Anyone who has practiced asana with awareness will have noticed that specific asanas bring out specific responses from the mind e.g. some asanas unearth irritation, others bring a frown, some bring up lightness and joy. The list of what asanas bring out is endless. The funny thing is that some people think the asana they are practicing is putting these feelings in!

Put asana back in your life, unearth more layers of tension so that the shadows are released and Lightness shines through.

Asana - according to Swami Satyananda

The less physical effort that is required, the better.

Don't hurry under any circumstances, do asanas at a normal slow, relaxed pace.
Don't use excessive force to attain the final positions of the asanas. Your muscles should be slowly encouraged to stretch over a period of time - not stretched and severely strained in one day.

A blanket or rug should be placed on the floor at the place of practice. Don't use a spongy mattress and dont practice on the bare floor.

Don't practice asana if you are ill with a cold or diarrhoea, etc. At these times the body is directing its energy to specific areas to fight the illness; let it perform its duties.

We all have differently shaped bodies and some people are able to stretch easier than others. But this is not indicative of how well a person is performing an asana, for one person may perform an asana perfectly but his awareness is jumping from here to there; while another person may not physically perform the asana very well but his awareness may be on the breath and the movements. In this case it is the latter who is performing the asana much better than the former.
A Systematic Course in the Ancient Tantric Techniques of Yoga & Kriya, by Swami Satyananda.

The bottomline about asana is that it aims to increase your awareness of yourself. In doing so the life-force will unblock and flow more profoundly increasing your physical, mental and emotional health. When the lie-force flows wisdom and health flow simultaneously.

Asanas and Annamaya and Pranamaya kosha
Extract taken from
the electronic Satyananda Yoga Journal archives.

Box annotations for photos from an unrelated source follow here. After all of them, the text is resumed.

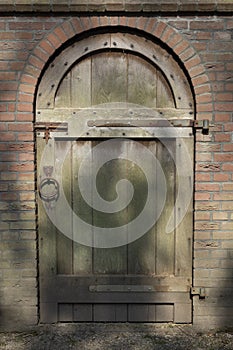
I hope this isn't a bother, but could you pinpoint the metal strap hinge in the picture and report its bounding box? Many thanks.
[190,287,206,299]
[35,122,68,143]
[87,119,209,134]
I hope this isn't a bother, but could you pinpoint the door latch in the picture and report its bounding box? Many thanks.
[190,287,206,299]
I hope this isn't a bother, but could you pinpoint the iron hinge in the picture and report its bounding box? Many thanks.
[193,119,210,135]
[35,122,68,143]
[190,287,206,299]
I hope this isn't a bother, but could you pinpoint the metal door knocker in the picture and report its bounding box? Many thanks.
[39,166,59,204]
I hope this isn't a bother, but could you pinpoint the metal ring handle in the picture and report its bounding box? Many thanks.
[39,177,59,202]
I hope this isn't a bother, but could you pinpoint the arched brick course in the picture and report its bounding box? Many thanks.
[18,16,212,120]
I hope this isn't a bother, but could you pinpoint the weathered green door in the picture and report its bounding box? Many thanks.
[37,34,193,323]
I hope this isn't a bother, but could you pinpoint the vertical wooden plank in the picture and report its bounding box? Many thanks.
[156,140,176,275]
[37,137,57,278]
[156,70,175,108]
[92,52,127,105]
[37,137,57,323]
[72,141,92,275]
[71,57,91,108]
[93,140,127,274]
[175,137,193,278]
[55,73,71,108]
[55,141,73,275]
[174,301,192,323]
[128,54,157,108]
[128,141,156,275]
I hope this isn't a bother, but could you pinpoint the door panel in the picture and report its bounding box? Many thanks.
[38,139,191,322]
[36,40,193,323]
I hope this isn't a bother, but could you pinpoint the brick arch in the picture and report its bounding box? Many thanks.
[18,16,212,120]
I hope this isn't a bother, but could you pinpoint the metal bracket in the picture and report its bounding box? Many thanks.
[190,287,206,299]
[89,285,155,293]
[193,119,210,135]
[35,123,68,143]
[87,119,209,134]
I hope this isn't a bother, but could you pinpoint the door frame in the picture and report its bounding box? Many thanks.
[36,29,194,322]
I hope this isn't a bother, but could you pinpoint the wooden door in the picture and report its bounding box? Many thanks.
[37,35,193,323]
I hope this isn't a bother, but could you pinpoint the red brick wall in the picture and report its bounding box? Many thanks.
[0,7,233,329]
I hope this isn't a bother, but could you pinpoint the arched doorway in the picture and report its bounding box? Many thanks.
[36,32,194,323]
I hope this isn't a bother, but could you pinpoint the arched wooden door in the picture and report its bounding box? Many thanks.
[36,33,193,323]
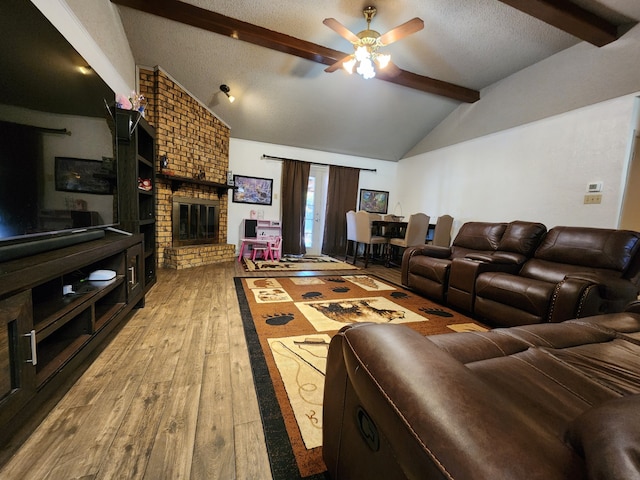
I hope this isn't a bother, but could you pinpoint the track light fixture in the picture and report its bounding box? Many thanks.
[220,85,236,103]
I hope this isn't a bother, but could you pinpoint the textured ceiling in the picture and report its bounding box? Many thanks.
[118,0,640,161]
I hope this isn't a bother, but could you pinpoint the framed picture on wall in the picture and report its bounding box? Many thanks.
[55,157,114,195]
[231,175,273,205]
[360,188,389,213]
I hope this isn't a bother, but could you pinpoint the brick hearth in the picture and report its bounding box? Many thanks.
[139,67,235,269]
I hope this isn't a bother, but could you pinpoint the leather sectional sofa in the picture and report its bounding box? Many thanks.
[323,304,640,480]
[401,221,640,326]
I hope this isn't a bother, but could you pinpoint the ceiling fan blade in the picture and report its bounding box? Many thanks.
[324,55,356,73]
[322,18,360,43]
[378,17,424,45]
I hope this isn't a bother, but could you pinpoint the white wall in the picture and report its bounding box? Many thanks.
[407,25,640,157]
[31,0,136,94]
[227,139,398,247]
[396,95,635,234]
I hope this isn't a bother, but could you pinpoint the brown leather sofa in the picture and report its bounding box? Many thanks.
[401,221,547,302]
[401,221,640,327]
[473,227,640,327]
[323,309,640,480]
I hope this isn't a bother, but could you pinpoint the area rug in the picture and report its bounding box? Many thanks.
[235,274,486,480]
[243,255,359,273]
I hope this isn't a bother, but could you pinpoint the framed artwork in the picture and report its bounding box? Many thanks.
[360,188,389,213]
[232,175,273,205]
[55,157,114,195]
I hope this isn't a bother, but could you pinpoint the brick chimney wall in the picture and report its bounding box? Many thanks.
[139,67,235,269]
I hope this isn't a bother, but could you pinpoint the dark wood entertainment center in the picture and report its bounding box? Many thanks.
[0,110,157,452]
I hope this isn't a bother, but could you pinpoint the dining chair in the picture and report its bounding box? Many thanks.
[431,215,453,247]
[353,210,389,268]
[389,213,429,259]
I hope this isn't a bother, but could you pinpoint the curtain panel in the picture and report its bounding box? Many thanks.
[282,160,311,255]
[322,165,360,256]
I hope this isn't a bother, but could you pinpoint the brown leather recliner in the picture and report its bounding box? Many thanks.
[401,222,507,302]
[322,309,640,480]
[447,221,547,312]
[401,221,547,304]
[473,227,640,326]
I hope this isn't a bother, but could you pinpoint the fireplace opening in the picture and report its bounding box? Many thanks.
[172,196,220,247]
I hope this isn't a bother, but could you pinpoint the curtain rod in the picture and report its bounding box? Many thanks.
[262,153,377,172]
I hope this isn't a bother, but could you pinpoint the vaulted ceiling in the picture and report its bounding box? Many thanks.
[111,0,640,161]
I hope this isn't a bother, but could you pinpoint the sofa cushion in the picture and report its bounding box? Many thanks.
[409,255,451,284]
[535,227,640,272]
[498,221,547,257]
[566,395,640,480]
[476,272,556,318]
[453,222,507,251]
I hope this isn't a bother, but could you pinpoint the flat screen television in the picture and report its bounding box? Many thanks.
[0,0,118,258]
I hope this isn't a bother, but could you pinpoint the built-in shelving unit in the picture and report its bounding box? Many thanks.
[117,109,157,291]
[158,172,233,195]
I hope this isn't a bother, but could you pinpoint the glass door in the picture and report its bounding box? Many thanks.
[304,165,329,255]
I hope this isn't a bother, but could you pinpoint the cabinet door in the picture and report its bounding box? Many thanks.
[0,290,37,424]
[127,244,144,302]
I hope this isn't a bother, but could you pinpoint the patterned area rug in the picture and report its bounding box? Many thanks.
[243,255,359,273]
[235,274,486,480]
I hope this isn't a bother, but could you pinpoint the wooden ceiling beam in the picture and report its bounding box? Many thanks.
[111,0,480,103]
[499,0,619,47]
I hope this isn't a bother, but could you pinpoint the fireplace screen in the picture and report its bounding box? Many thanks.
[173,197,220,246]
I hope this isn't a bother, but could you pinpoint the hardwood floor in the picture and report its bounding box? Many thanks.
[0,262,400,480]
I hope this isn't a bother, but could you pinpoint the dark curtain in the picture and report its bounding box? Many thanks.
[322,166,360,255]
[282,160,311,255]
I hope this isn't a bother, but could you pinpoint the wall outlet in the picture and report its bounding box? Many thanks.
[584,193,602,205]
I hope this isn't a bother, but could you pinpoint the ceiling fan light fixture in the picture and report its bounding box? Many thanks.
[356,58,376,80]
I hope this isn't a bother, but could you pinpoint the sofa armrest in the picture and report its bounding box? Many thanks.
[548,272,638,322]
[400,244,451,285]
[405,244,451,258]
[464,251,527,265]
[567,272,638,301]
[323,324,582,479]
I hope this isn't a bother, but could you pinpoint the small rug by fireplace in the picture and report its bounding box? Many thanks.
[235,274,486,480]
[243,255,358,272]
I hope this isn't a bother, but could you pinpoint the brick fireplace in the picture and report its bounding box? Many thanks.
[139,67,235,269]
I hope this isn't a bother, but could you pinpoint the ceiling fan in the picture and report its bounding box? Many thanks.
[322,7,424,79]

Asanas greatly influence the functioning of the endocrine system. We know the important role the endocrine glands play during stress adaptation, by secreting the stress hormones. There is such an intricate relationship between the glands that one malfunctioning gland can cause the disruption of the whole system.

Asanas bring about harmony in the functioning of the various other bodily systems, which are closely 'interwoven, such as the circulatory, nervous, respiratory, and digestive systems. Any disruption in the proper working relationship between these systems results in loss of health and body efficiency. Here again, all these systems play an active role during the body's adaptation to stress.

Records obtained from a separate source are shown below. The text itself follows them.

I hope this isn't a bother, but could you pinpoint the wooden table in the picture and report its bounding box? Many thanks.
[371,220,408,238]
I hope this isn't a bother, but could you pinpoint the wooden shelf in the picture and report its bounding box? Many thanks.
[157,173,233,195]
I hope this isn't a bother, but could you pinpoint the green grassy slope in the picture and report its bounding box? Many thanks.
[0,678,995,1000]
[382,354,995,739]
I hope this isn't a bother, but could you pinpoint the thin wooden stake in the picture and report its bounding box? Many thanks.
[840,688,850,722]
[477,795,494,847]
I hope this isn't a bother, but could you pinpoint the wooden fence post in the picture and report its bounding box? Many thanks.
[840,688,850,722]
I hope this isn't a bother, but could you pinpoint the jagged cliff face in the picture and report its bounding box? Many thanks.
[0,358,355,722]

The subtle influence asanas bring about in the body is in the pranamaya kosha or the energy sheath. Pranamaya kosha is pervaded by what is known as bio-plasma or bioluminescence or prana, which the Kirlians had photographed for the first time. This energy travels in and around the body in specific pathways or the nadis, creating the aura around the bodies. These nadis or pathways become easily blocked, and prana gets congested in certain areas. When this happens, it leads to physical and mental disorders. Prana is also intimately connected to the mind. The free flow of prana brought about by asanas, leads to mental equilibrium and calmness.

Rapid and irregular breathing signifies tension in the mind and body, whereas slow, deep and rhythmical breathing indicates both calmness in the mind and good health. The practice of asana brings about mental and emotional equanimity, by slowing down the breathing, and by deepening the inhalation and exhalation.

Finally, the practice of asana with body and breath awareness, keeps the mind off tension and worry, at least during the practice. However, the temporary relaxation achieved during the practice, gradually builds up to bring permanent changes in one's mental and emotional makeup. As our mental attitude is reflected in our body, in the same way physical poise achieved during the practice of asanas has a corresponding effect on the mind.